The thought I had about the trigger was…


The intensity of my anger was (a scale of 1 to 10 can be used to define intensity)…

Outcome (positive):

A list of positive short-term outcomes…
A list of positive long-term outcomes…

Outcome (negative):

A list of negative short-term outcomes…
A list of negative long-term outcomes…

The sample template (above) is an example of how a client might record this information. Recording information in this way fosters self-reflection and promotes personal awareness. Additionally, this information can act as a foundation on which cognitive approaches can be launched.

The anger episode model illustrates the linear process from the experience of a trigger through to the final outcome. The cycle of anger presented below (see figure below), demonstrates how this linear process is embedded within a continuous cycle of learning.

Cycle of Anger:

Source: Williams, E. & Barlow, R. (1998). Anger Control Training. London: Winslow Press.

Our role as counsellors is to effectively thwart the momentum of this learning cycle by assisting clients to modify their response at one or more of the key points within the cycle. Through the completion of the anger episode record (strategy 1), it is anticipated that clients will have an enhanced awareness of their personal triggers, appraisals and expressive patterns. Awareness, of course, will do little to alter behaviour if clients are not encouraged to engage in corresponding action.

It is therefore essential that any increase in awareness be coupled with appropriate strategies for initiating desired change.

Strategy Two – Challenging Thoughts / Appraisals

Once appraisals of triggers have been identified, it can be beneficial for both counsellor and client to consider the appraisal and evaluate its validity. This can be achieved through a number of questioning techniques below).

Examining the evidence:

What is the evidence to suggest that the appraisal is accurate?
What is the evidence that supports the appraisal?
What is the evidence against the appraisal?

Looking for alternatives:

Is there an alternative explanation?

Questioning the effect:

What is the effect of my believing this appraisal?
What could be the effect of changing my thinking?
Action planning
What should I do about it?
Double standards
What would I tell________ (a friend) if he or she were in the same situation?

Source: Adapted from Beck, J. (1993). Cognitive therapy: Basics and beyond. New York: Guilford Press.

Example Transcript:

Rachel (client): At work the other day I got so mad at Don. He kept interrupting me. It was infuriating!
Counsellor: Yes…
Rachel: It’s because he doesn’t respect what I have to say. He thinks I’m stupid.

In the above transcript, the client has identified both a trigger and an appraisal of her anger. The trigger is Don’s interrupting behaviour which the client has appraised as an indicator that he thinks she is stupid. As conversation continues, the counsellor decides to challenge the client’s appraisal.

Counsellor: Tell me, Rachel, if Don interrupted Gail [Rachel’s respected manager], what reason would you give me for why that occurred?
Rachel: Gee, if Don interrupted Gail I would say that he was trying to impress her by dominating the meeting and appearing to be full of ideas.
Counsellor: Right…

The counsellor has used the double standards technique in this example.

Strategy Three – Using Self-Calming Statements

“What we think affects the way we feel.
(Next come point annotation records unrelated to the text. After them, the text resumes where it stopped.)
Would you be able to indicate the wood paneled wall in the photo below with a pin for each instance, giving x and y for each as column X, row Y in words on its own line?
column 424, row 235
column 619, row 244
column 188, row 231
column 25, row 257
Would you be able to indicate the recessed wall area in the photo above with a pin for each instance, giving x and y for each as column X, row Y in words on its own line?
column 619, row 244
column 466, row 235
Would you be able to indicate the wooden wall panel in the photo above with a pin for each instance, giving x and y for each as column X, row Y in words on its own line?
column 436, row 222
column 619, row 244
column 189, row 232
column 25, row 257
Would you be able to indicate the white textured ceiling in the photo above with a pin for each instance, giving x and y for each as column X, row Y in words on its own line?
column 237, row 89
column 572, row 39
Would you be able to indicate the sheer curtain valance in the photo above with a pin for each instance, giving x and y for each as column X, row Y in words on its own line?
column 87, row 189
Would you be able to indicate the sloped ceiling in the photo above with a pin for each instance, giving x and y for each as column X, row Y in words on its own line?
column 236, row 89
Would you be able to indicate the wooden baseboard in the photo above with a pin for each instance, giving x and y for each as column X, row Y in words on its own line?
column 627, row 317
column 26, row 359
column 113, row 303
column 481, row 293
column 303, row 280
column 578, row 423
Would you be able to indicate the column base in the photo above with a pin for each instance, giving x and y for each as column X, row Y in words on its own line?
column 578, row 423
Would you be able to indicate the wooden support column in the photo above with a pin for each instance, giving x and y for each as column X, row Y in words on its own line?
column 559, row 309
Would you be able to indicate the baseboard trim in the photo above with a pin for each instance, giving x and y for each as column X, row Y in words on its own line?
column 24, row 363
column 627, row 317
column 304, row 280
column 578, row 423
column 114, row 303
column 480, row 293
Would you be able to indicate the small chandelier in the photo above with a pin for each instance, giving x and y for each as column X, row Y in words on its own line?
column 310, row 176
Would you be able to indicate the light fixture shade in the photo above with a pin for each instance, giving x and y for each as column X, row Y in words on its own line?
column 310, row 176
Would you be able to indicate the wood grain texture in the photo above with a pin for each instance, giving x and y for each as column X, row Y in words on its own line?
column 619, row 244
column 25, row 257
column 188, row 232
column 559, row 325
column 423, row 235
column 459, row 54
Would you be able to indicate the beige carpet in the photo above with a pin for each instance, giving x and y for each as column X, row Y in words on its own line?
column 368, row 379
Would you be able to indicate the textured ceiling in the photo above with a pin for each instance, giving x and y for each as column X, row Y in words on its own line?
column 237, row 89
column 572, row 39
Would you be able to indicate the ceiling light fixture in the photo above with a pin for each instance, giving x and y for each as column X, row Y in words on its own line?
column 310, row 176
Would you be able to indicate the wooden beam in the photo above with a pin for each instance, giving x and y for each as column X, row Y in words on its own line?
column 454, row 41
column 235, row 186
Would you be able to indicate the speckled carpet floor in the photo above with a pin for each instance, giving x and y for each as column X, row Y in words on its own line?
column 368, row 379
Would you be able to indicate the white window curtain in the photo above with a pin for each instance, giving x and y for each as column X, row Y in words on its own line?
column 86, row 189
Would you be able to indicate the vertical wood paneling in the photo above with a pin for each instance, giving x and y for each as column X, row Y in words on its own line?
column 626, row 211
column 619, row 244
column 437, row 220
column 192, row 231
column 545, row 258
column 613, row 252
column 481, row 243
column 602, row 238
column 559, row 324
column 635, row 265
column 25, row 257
Distorted thinking can increase the likelihood of negative emotions such as anger, while calming or challenging thoughts can reduce the impact of these feelings. Self-calming statements are thoughts that can be (1) prepared in advance to anticipate and cope with a situation or trigger; (2) used to cope with the situation or trigger when it arises; and (3) used to calm ourselves down after the situation or trigger has passed.”

Distorted thought – “He’s getting at me”
Self-calming statement – “Don’t take it personally”

Source: Williams, E. & Barlow, R. (1999). Anger control training: The anger control training guide (part 3). London: Winslow Press (p. 83).

Formulating self-calming statements: Self-calming statements can be formulated to assist clients in each stage of responding to a trigger (before provocation, during provocation and after provocation). When an anger-provoking event can be anticipated, clients can formulate self-calming statements that enhance coping skills.

For example, a statement such as – “Remember, this is a fair request. You’re doing the right thing by standing up for yourself” – may effectively act as a calming force for an individual about to enter into a confrontational discussion or negotiation.

A statement such as – “I don’t have to feel intimidated” – can act to calm a client during the discussion or negotiation. And statements such as – “I handled that well” – can reassure the client after the event has passed.

Strategy Four – Relaxation

The body tends to respond in an innate flight or fight response when faced with an anger-provoking situation. That means that reactions within your body call you to ask yourself whether you should leave the situation (flight) or use your newly produced adrenalin and cortisones to get through (fight).

The body often responds to anger by:

  • Increasing sweating to help cool the body
  • Slowing digestion to preserve energy for a fight/flight response
  • Increasing blood pressure to maximise oxygen production
  • Tensing shoulders and back muscles to ready the body for action
  • Dilating pupils to maximise focus on the threat

Because of the state of high tension the body endures during an anger experience, clients may benefit from the use of relaxation strategies. When you are in a relaxed state, your body responds in a number of ways:

  • Metabolism slows, as do physiological functions such as heart rate and blood pressure.
  • Muscle tension decreases.
  • Brain wave patterns shift from the faster waves that occur during a normal active day to the slower waves, which appear just before falling asleep or in times of deep relaxation.

Not all relaxation exercises suit everyone. It is important, therefore, to try a number of techniques to find one which suits your client. The following selection of exercises have been included because they take only a few minutes to perform and may be used almost anywhere.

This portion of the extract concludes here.